A Mashup for Doctor Patient Relationships

5 Min Read

A mashup, is a web page or application that combines data, presentation or functionality from two or more sources to create new services.

A mashup, is a web page or application that combines data, presentation or functionality from two or more sources to create new services. The term implies easy, fast integration, frequently using open Application programming interfaces (API) and data sources to produce enriched results that were not necessarily the original reason for producing the raw source data.

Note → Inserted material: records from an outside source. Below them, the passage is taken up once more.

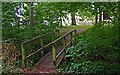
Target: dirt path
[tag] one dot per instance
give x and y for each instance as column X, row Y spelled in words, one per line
column 45, row 65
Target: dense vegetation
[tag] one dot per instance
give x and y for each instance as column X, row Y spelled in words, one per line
column 96, row 51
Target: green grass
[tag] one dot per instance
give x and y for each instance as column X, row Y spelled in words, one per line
column 65, row 29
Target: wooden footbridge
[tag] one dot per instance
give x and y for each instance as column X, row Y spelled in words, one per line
column 49, row 61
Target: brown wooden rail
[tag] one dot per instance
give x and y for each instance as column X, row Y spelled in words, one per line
column 41, row 44
column 54, row 56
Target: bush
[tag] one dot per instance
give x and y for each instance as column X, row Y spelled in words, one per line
column 96, row 52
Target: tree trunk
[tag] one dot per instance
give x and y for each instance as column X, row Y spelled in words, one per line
column 31, row 15
column 73, row 18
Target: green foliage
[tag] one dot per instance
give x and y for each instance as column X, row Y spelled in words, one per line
column 97, row 52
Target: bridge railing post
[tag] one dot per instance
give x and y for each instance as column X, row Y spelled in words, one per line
column 75, row 37
column 41, row 44
column 64, row 46
column 53, row 54
column 23, row 56
column 71, row 38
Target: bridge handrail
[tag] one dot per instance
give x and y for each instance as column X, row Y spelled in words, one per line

The main characteristics of a mashup are combination, visualization, and aggregation. Maships make existing data more useful, for personal and professional use. http://en.wikipedia.org/wiki/Mashup_(web_application_hybrid)

3 aspects of technology are driving a sea of change in the doctor-patient relationship:

  1. Technical: Smartphone usage and adoption of innovative healthcare apps are rising rapidly. Android may soon be the biggest selling medical device in the world. Combined with private social networks for doctors and patients, healthcare apps become a teaching and reference tool and also a great private messaging tool for doctors to provide guidance and patients to provide their personal experience and latest data points.
  1. Knowledge management: Doctors have always been among the heaviest users of Internet and search technology in the world for searching, investigating, collaborating and publishing papers.Once upon a time, doctors were exclusive gatekeepers of knowledge that a patient could not hope to attain.Today, patients have high accessibility to data (whether a layman can correctly interpret the data and convert it into valuable information and avoid post-hoc error is another story…).The doctor-patient relationship is getting more personal, to the point where doctors often ask patients “What do you think you have?” and fully expect the patient to have done his research before he came in.
  1. Time (not having enough of it): We are all busy, but doctors are really busy people and they’d love to spend more time communicating with patients rather than getting into trouble with technology, clunky user interfaces and arcane menus. A great user interface is fun, compelling and time saving for a busy doctor. It is not easy to develop smartphone apps, but as the competency of the programmers and quality of the development tools increase, we are seeing more and more apps with excellent user interfaces and less of the old style Pacman / Windows 95 UI. As the hardware gets faster and prices drop, we are seeing faster and more visually appealing apps.

User interfaces for healthcare apps are improving, the knowledge gap is narrowing and the hardware is getting faster all the time.

But is ease-of-use, accessibility and fast hardware a replacement for a real doctor-patient relationship?

Can healthcare apps, search engines, and directories add value to healthcare without doctors?

No.

The message we get, is actually less important than whom we get it from. A message received from a doctor in person, is more valuable to a patient than the same message from a search result.

The doctor-patient relationship is based on trust, privacy and the doctor’s training; 3 things that you cannot get online.

If you trust someone a lot – then you’ll really listen to their message. If you don’t trust them – then you may believe the opposite of what they say.

People became doctors because they wanted to help people, learn science and achieve better science, not because they wanted to make a career out of texting with patients.

Patients come to doctors after conducting their own research because they need the physicians knowledge, scientific training and gateway services to that scarce social resource called healthcare.

So we have two channels in essence; a digital channel where you can search and play with your app and a physical channel where you can learn and be guided by your doctor.

This is really a mashup. A maship of your virtual life and your real life.

And, that mashup of digital interactions and real interaction is a wonderful contribution to the doctor-patient relationship.